Same case for the redirect to the other way: "zh-yue" -> "yue".
One problem is that existing templates or modules are looking for fallbacks to "zh" for missing translations by just looking for the presence of the "zh-" prefix.
The complete BCP47 mechanism for language fallbacks remains to be implemented in core MediaWiki (and then used in Lua, #language, the Translate extension (including Translate admin interfaces), and various Lua modules, and various legacy templates using #if or #switch).
And we need to port language fallback lists registered in each locale with CLDR data. But here also the CLDR data are largely incomplete. We should then still use our own more complete fallback rules even if some of them are criticable notably when they are for minority languages as spoken in different countries with very different major languages!

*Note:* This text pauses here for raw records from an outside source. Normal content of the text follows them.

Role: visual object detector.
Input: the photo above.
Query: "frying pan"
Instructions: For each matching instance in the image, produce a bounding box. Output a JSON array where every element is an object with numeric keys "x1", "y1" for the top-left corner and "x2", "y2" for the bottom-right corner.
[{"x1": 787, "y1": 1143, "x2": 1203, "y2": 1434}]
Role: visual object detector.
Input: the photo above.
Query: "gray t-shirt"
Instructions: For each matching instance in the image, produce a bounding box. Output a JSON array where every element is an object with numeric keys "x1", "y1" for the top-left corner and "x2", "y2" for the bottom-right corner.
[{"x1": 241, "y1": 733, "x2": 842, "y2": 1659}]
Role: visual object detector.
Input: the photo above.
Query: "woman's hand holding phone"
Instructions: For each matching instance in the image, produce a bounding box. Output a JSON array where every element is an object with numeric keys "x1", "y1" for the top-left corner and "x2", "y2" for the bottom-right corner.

E.g. the Fallback for "gsw" should be "de" before "fr" in Germany and Swizerland, but it should be "fr" before "de" in France; if a country code is appended:
* "gsw-de" will only fallback to "de" ("fr" will be ignored, except possibly near Aachen, or in Kehl and in Saarland very near from the French border), before English
* "gsw-ch" will fallback to "de" before "fr" and then "en";
* "gsw-fr" (Alsacien) will fallback only to "fr" before English (German is not considered acceptable locally).

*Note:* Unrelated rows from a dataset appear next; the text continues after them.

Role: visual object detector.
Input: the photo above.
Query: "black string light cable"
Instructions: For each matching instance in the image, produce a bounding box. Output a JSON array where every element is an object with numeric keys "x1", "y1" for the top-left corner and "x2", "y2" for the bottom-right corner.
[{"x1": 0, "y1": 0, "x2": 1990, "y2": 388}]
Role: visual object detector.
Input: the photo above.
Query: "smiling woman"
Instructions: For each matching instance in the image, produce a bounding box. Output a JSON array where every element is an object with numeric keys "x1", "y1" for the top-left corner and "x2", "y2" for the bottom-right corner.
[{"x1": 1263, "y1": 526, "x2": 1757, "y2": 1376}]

Existing CLDR libraries also lacks support for the metadata in the IANA subtag registry, when it suggests replacement codes for deprecated codes (that are still conforming, and never deleted, even of their use is strongly discouraged for new data, e.g. "jw" is still used instead of "jv", or "iw" instead of "he", in many Java applications and in Android's version of Dalvik VM that has no decent support of BCP47)
We also need a way to detect legacy BCP47 codes with unclear replacement, such as "bi" (the only language family encoded with 3-letters in ISO 639-5 which is also inherited with a 2-letter code from ISO 639-1, in addition to the 3-letter code that was also added in ISO 639-2 long before, when it was incorrectly considered as an isolated langage and today not even as a macrolanguage like "qu" Quechua that is hardly a macroanguage and should become a family too in ISO 639-5)

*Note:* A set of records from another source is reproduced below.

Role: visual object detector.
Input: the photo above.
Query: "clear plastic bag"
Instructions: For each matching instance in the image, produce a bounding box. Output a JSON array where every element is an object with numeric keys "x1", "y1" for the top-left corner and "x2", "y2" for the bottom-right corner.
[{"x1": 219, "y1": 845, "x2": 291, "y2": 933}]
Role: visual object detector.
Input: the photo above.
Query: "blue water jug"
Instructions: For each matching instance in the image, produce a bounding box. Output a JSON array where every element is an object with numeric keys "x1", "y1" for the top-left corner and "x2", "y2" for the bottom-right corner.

The implicit replacement subtags for many redundant ISO 639-2 and ISO 639-3 codes that have equivalent mappings to ISO 639-1 recommended by BCP47) should be implemented without troubles, and other 3-letter codes rom ISO639-2(B) also have a recommanded mapping to ISO639-2(T) if there's no ISO 639-1 (this is compatible with the single code used either in ISO639-3 or ISO639-5).
Most of the last comment is unrelated to this report.
(In reply to Andre Klapper from comment #24)
> Most of the last comment is unrelated to this report.
Does your own comment add anything relevant? I just recall that renaming cannot be done simply on a single code, we need to handle the legacy usage by hadling them as equivalents until everthing is fixed (this cans be difficult to check without using trackers to measure their remaining usage, spread across multiple wikis including wikis in other languages).
(In reply to Philippe Verdy from comment #25)
> (In reply to Andre Klapper from comment #24)
> > Most of the last comment is unrelated to this report.
> Does your own comment add anything relevant?
It might save people some time reading.
Please file separate aspects as separate issues.